The standard format as outlined above allows for users of each chemical to have a resource to quickly access information for keeping themselves and the environment safe. Find OSHA’s brief on Hazard Communication Standards, click here.

Globally Harmonized System of Classification and Labelling of Chemicals (GHS)

OSHA’s requirements for SDSs are a part of a larger, global effort to standardize communications related to hazardous chemicals. The United States, Canada, European Union and United Nations Recommendations on the Transport of Dangerous Goods systems were all used as a basis for global standardization, creating the Globally Harmonized System of Classification and Labelling of Chemicals, others known as the GHS.

This effort recognized that while chemicals can greatly enhance our way of life across the globe, tracking and communicating their hazards was difficult and incomplete. As chemicals are often produced and distributed across countries, this effort to standardize the classification and labeling of chemicals allows protective measures to be enacted and standardized wherever and whenever the products might be used.

Sections 12 – 16 of each SDS is governed by the GHS, instead of OSHA.  While OSHA does require these sections be included in each SDS, they will not enforce the content of these sections, since the oversight for these is the GHS.

Employer Obligations

Employers are required to have SDSs available for all products that an employee may be exposed to.
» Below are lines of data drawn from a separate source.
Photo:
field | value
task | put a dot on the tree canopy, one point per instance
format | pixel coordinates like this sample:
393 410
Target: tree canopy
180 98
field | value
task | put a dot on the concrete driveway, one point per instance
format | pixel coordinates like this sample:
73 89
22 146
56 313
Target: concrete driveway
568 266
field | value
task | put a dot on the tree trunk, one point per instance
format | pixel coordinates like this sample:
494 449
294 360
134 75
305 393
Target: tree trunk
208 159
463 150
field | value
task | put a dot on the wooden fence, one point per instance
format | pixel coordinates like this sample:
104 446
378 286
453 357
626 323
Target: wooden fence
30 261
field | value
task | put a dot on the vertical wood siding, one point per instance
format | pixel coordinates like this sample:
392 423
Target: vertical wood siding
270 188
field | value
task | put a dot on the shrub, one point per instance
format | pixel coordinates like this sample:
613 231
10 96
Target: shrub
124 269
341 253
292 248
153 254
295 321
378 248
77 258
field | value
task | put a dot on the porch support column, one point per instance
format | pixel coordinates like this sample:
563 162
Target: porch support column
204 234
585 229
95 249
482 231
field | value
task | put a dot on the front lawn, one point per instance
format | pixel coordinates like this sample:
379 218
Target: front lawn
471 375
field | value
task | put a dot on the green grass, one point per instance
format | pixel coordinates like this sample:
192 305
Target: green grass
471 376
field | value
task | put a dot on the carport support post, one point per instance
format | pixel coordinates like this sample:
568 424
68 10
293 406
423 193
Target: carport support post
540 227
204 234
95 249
They should be posted or accessible at any time by workers on the site.

In construction, a variety of chemicals may be in use at any given time. In addition to the SDS for the general contractor, individual subcontractors will also have SDSs for their products. Regardless of whether the products are being utilized by the prime contractor or one of their subcontractors, the SDS must be available for viewing by all workers. Employers will typically refer to their means of tracking and distributing SDS information as a Hazard Communications Program.

Digital Tracking of Safety Data Sheets

With jobsites increasing in complexity and technology, tracking a large quantity of SDSs can be daunting and challenging. In past decades, it was common for SDSs to be stored in hard-copy format, perhaps inside a job trailer.  Today, however, many contractors exchange information virtually or through cloud-based technology. The collecting and sharing of SDS information may be as simple as providing a link to the collection of documents.
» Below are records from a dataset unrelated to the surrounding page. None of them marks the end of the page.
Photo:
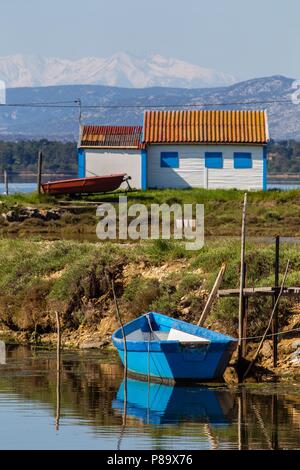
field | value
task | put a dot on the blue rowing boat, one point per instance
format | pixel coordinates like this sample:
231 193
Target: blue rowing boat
157 403
165 349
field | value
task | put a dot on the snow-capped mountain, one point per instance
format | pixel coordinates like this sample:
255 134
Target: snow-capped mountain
270 93
121 69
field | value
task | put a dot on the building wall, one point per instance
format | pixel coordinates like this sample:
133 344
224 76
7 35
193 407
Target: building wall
108 161
192 171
Out-of-the-box software systems are now available, cataloguing SDS information and allowing companies to subscribe to their services and make SDSs available to their workers on demand. Some inline SDS companies include:

With virtual access, including web-based, app-based for mobile use, and other methods, these technologies make tracing SDSs easier than ever before.

Increased Safety through Safety Data Sheet

As construction sites are complex and safety is an increasing priority for contractors across the globe, the standardization and use of SDSs is a vehicle for keeping workers and the environment safe. It’s important that jobsites be prepared with SDS records for all substances onsite, and that workers be familiar with them.